Professor Brendan Mackey, Director of the Griffith Climate Action Beacon and Griffith Climate Change Response Program

The report is the last in a series by the Bushfire Recovery Project, established with philanthropic co-investment from the Griffith Climate Change Response Program to use a sound scientific understanding of critical forest fire issues in an era of climate change to inform post-fire forest management.

It is hoped that the impact of this philanthropic support would be felt for years to come by communities around Australia and potentially overseas as more funding is sought to expand the regions covered.

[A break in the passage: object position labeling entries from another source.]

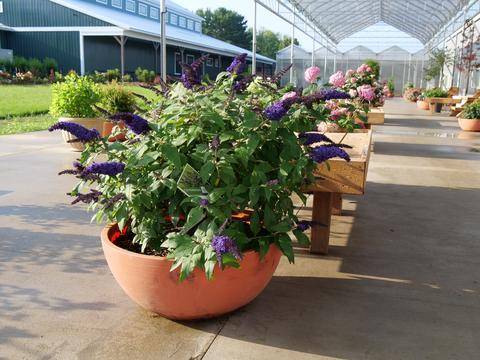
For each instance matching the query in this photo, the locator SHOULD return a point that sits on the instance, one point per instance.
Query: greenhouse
(271, 179)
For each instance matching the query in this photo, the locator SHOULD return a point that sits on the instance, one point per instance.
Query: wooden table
(342, 178)
(445, 101)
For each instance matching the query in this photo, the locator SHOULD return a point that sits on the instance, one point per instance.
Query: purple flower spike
(276, 111)
(223, 244)
(323, 153)
(304, 225)
(238, 64)
(313, 137)
(110, 168)
(135, 123)
(81, 133)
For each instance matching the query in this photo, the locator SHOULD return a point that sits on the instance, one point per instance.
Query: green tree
(226, 25)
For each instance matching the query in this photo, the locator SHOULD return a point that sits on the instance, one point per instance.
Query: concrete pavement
(401, 281)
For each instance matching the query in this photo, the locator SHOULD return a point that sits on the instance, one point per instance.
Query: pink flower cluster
(337, 79)
(366, 92)
(364, 68)
(312, 74)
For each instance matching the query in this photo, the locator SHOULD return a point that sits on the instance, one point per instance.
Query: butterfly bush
(209, 173)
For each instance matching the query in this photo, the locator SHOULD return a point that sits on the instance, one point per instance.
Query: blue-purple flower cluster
(135, 123)
(310, 138)
(80, 132)
(238, 64)
(223, 244)
(323, 153)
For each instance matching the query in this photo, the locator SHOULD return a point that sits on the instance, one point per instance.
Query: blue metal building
(88, 35)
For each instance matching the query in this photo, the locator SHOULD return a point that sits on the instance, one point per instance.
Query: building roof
(175, 35)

The Bushfire Recovery Project also analysed satellite data to map the 2019—2020 Black Summer bushfire footprint, including the fire intensity and developed an app that enables bushwalkers, members of land care groups, amateur naturalists, rangers, etc., to upload to an interactive map of observations of the forest regrowth, habitat features and wildlife following the fire.

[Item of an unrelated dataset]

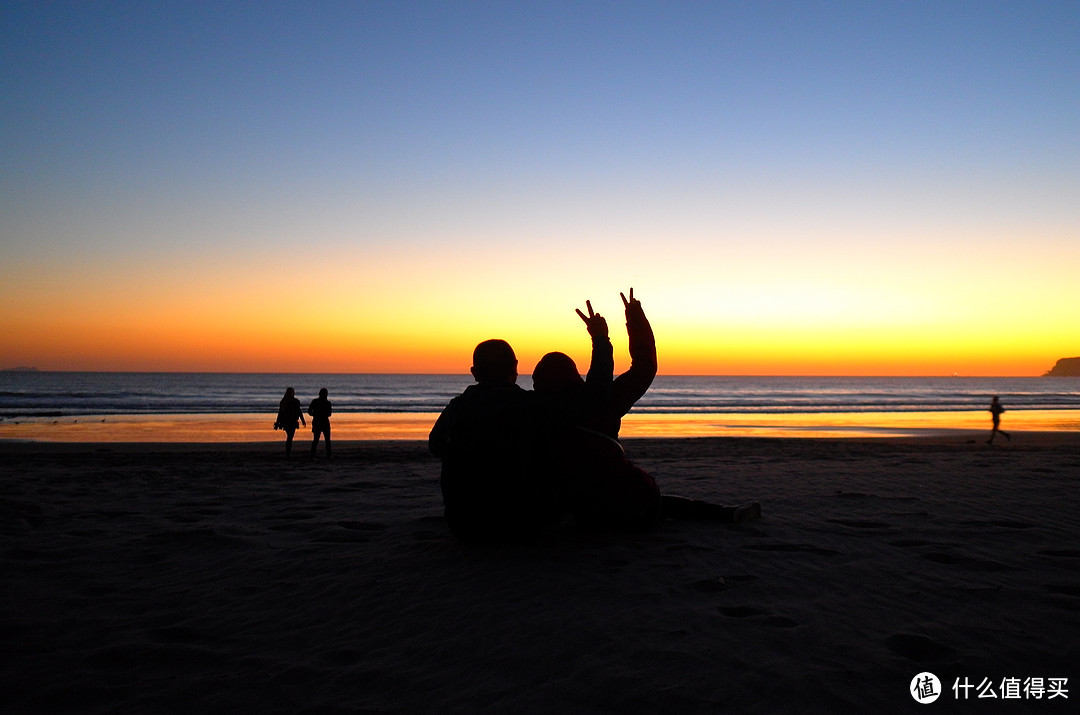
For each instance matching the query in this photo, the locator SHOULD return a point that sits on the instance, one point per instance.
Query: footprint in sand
(918, 648)
(759, 616)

The key findings of their latest report were:

  • To reduce loss of houses and other buildings/infrastructure, the location of fuel reduction burning is much more important than the number of hectares burned;
  • Prescribed burning is effective when very close (<1km) to houses, however is only effective for around five years;
  • The effectiveness of controlled burning is likely to go on decreasing substantially as the climate continues to heat, due to the reduction in winter rainfall in southern Australia with climate change, the drying the fuel load, the hotter springs and the lengthening the fire season;
  • Most house losses occur on days when the fire danger rating is severe or higher and;
  • Australia is now experiencing 10 times the number of extreme fire danger days it experienced annually it in the 1960s — 143 in 2010s versus 14 in the 1960s.

Bushfire Recovery Project Report No. 5 on the effectiveness of prescribed burning of native forests

The Bushfire Recovery Project reported previously that fuel load dryness is much more important than the amount of fuel.

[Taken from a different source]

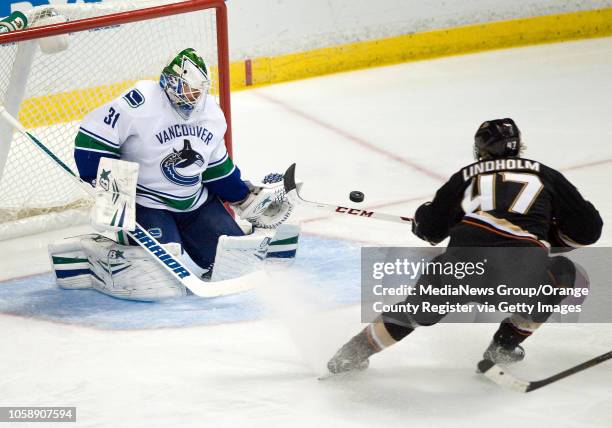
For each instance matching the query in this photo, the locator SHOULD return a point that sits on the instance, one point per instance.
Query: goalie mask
(186, 82)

Professor Mackey said the evidence was that targeted fuel reduction burning of relatively small areas was most effective.

“Targeted burning within 1 km of houses and towns can help to protect them from bushfire, but it must be done every three years.

“The evidence shows fuel reduction burning was once much more effective than it now is, because we faced far less extreme fire weather 50 years ago.

“There has been an irreversible change in fire weather conditions since the 1970s – put simply, the game has changed.”

ANU Bushfire and Landscape expert Professor David Lindenmayer AO agreed the climate was now completely different to what it was in the 1970s and that the effectiveness of fuel reduction burning was hugely reduced on these very hot days.

“The peer-reviewed evidence is that burning forest miles from houses doesn’t protect those houses,” Professor Lindenmayer said.

“Multiple strategies are needed to reduce the risk of infrastructure loss due to bushfire, but even then, the risk of losing houses and infrastructure to bushfire in Australia can be reduced, but not eliminated.